The vague prediction Nostradamus style doesn’t work when the evangelicals talk about the Rapture.  It’s always coming soon.  It sounds like it works, since soon can mean anything from tomorrow to years from now.  And inevitably, as a variation of predicting the end of the world it butts heads with the stubborn world continuing to not end.

The real key to covering up the failed prediction is to not actually make a prediction that has a definite plus or minus result in the near future, and not so far away that your hook is going to get dismissed in favor of shorter term promises.  A sports season is perfect.  Interest can be maintained along months.  And that’s right about the correct time frame for deriving some benefit (donations) from the marks before they wake up to the con and move on.  Cryptocurrency is even better.  There’s no defined season.  Our extremely volatile markets go way up and way down regularly on even ordinary investments.  But the crypto volatility is absolutely insane.  Predicting a big upswing or a crash, he buddy, you just messed up your decode by a couple of weeks.  The crash wasn’t really a true crash, but losing 10% of value in a couple days, that is close enough to be translated as a crash.

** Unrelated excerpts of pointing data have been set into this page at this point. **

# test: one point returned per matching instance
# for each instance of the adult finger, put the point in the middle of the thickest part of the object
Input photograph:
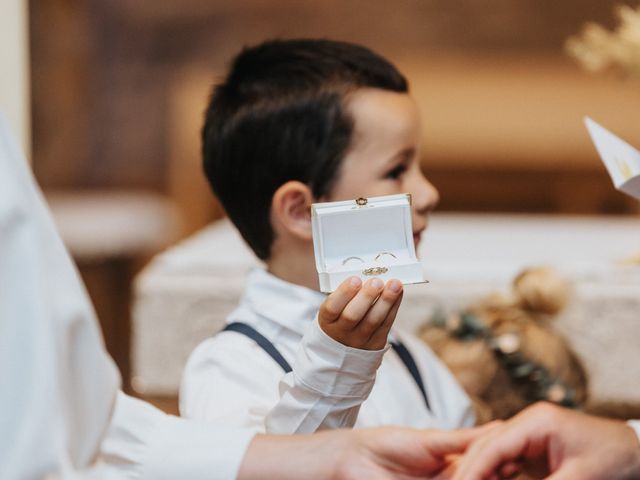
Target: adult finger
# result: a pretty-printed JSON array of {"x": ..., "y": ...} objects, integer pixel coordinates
[{"x": 502, "y": 445}]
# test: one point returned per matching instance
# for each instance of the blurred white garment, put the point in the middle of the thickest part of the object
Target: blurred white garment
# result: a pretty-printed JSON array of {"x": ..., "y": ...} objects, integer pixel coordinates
[{"x": 61, "y": 412}]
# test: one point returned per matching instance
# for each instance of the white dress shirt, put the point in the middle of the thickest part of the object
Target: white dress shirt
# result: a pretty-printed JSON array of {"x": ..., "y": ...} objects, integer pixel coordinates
[
  {"x": 229, "y": 379},
  {"x": 61, "y": 412}
]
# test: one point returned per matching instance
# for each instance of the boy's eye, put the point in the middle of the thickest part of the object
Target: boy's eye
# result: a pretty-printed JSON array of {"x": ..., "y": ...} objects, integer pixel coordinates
[{"x": 396, "y": 172}]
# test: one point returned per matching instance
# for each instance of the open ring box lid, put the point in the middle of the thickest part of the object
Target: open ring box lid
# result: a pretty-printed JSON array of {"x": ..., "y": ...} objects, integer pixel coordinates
[{"x": 366, "y": 237}]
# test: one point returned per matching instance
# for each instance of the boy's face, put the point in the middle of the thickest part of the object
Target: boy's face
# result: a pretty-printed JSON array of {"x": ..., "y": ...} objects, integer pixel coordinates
[{"x": 384, "y": 155}]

For those who are thinking of getting involved as a conspiracy grifter, you need a marketing plan that has a pre made plan to cover up for failed predictions.  The reality is:

I’m picking sports games based on numerology.  My predictions don’t work.  I’m making investments based on numerology.  My predictions don’t work.  I’m making political affiliations based on numerology.  My predictions don’t work.  Those arrests still haven’t happened yet.  I’m claiming synchronicity now tying it into years old “rituals”.  My predictions don’t work.  The world hasn’t ended yet.  My predictions don’t work.

We’re obsessed with predictions.  Nostradamus would be proud.